Заметки на полях. Всё-таки не лишним будет вспомнить о том, как такое случалось-происходило на умозрительных высотах почти олимпийских, среди классиков Серебряного Века: эхо - созвучие - удвоение и умножение образов и смыслов. В наших рассуждениях о Женской Поэтической Доле (опубликованных в «Литературной учёбе» №1-2008) было сказано про урок Цветаевой... Наверное, правильнее было бы «во-первых» назвать другое: напутствие, пожелание, завет Цветаевой. И воспроизвести его так, как был он сформулирован в предисловии к сборнику «Из двух книг» 16 января 1913 года. Юная Марина Цветаева призывает:
«Пишите, пишите больше!
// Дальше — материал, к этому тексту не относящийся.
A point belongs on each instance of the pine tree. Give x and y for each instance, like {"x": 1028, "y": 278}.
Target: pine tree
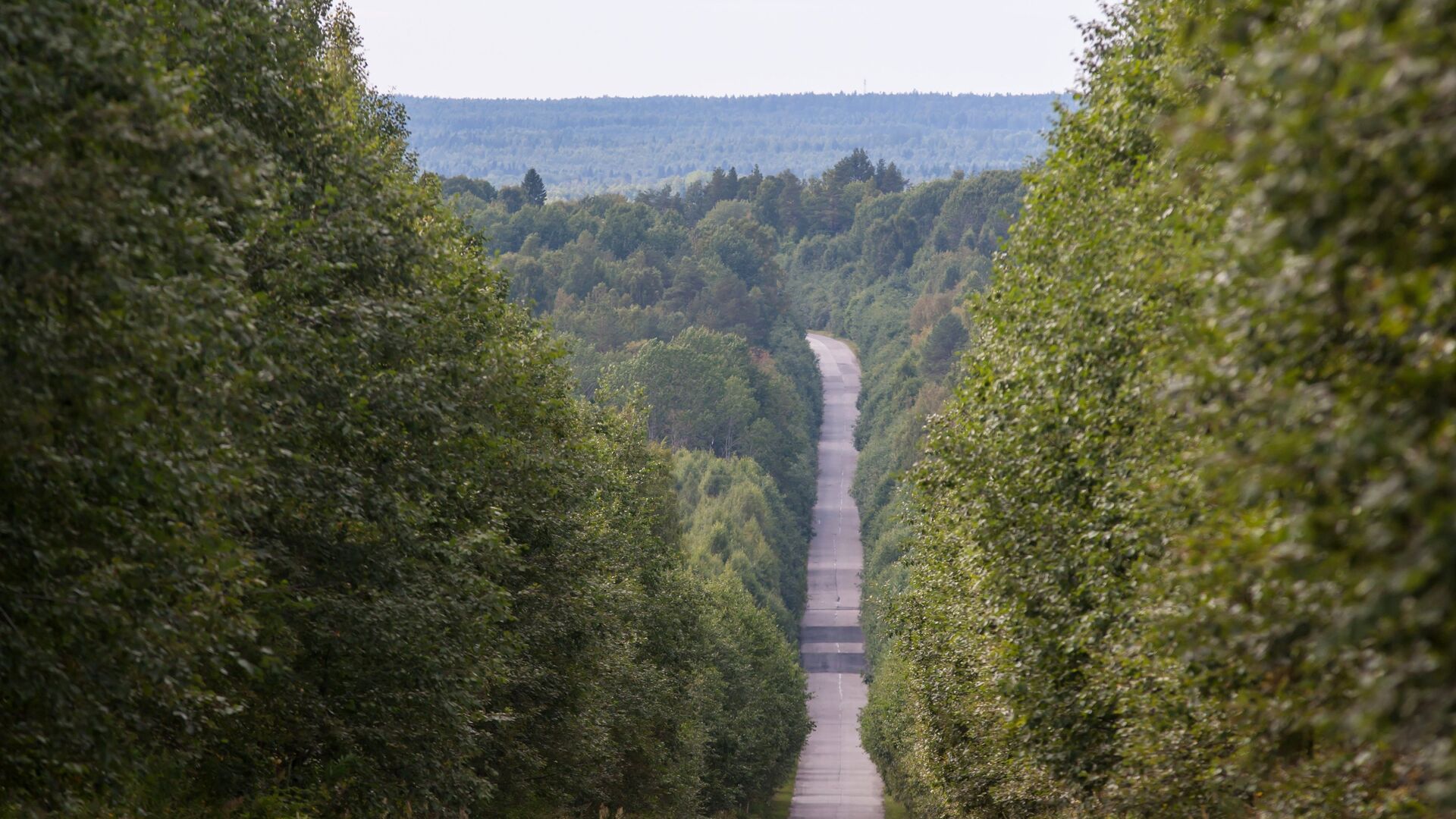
{"x": 535, "y": 187}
Закрепляйте каждое мгновение, каждый жест, каждый вздох! <...> Записывайте точнее! Нет ничего не важного! Говорите о своей комнате: высока она, или низка, и сколько в ней окон, и какие на них занавески, и есть ли ковер, и какие на нем цветы?..
Цвет ваших глаз и вашего абажура, разрезательный нож и узор на обоях, драгоценный камень на любимом кольце - все это будет телом вашей оставленной в огромном мире бедной, бедной души».
До неотвратимой Первой Мировой войны - ещё бесконечных (быстротечных!) полтора года... Бесконечных, потому что за два года минувших вышло две книги и составлена третья, для которой и написаны эти вдохновляющие будущих читателей строки... Потому что жизнь по настоящему едва-едва начинается (а большая, действительно невосполнимая, утрата пока только одна - смерть матери)... И тем удивительней завершающее отождествление всего перечисленного Цветаевой с телом ...оставленной ...бедной, бедной души. (В этих словах - и заочная полемика с прозвучавшим у Мандельштама в «Дыхании»: «Дано мне тело - что мне делать с ним, / Таким единым...» - знала ли она тогда это стихотворение?)
И ещё о повторах - в немногих строках этого предисловия читателю (или себе - прежде всего?!) настойчиво «наговаривается»: Цвет-цветы-Цвет--Цветаева (какая-то полуотчаянная попытка самоутверждения рядом с непредсказуемостью новой реальности, именуемой Эфрон?).
Но мы должны расслышать и повторы совсем иного рода - надмирные, сквозьвременные.
Здесь у Цветаевой: «... не только вздох - и вырез губ, с которых он, лёгкий, слетел».
И у Мандельштама в совсем другой интонации:
«Человеческие губы,
которым больше нечего сказать,
Сохраняют форму последнего сказанного слова,
И в руке остаётся ощущенье тяжести...»
[«Нашедший подкову», в книге «Камень» 1923 г.]
Тогда как у Цветаевой рядом было: «...не только жест - и форму руки, его кинувшей» (!) - в книге почти не упоминаемой, едва приметной в гениальном нагромождении её творчества. В книге, по предопределению названия ставшей «всего лишь» эхом, приглушённым отзвуком чего-то самого важного из книг-предшественниц. Важного не на один день, а навсегда, важного для нас, для России, о которой позже в очерке «Герой труда» Цветаева скажет: «...чудесное тридевятое царство Души» [Собр. соч. в 7 томах, т.4, , с. 17].
P.S. Не знаю, нужно ли объяснять нашему Читателю, что мы сознательно не упоминали о самом главном содержательном наполнении словосочетания, вынесенного в заголовок: стихотворное «удвоение образа» - это всё-таки и некое таинство, имеющее целью и обеспечивающее передачу созданного (со-творённого) автором поэтического образа - как отдельному Читателю, так и всему многоликому читательскому сообществу.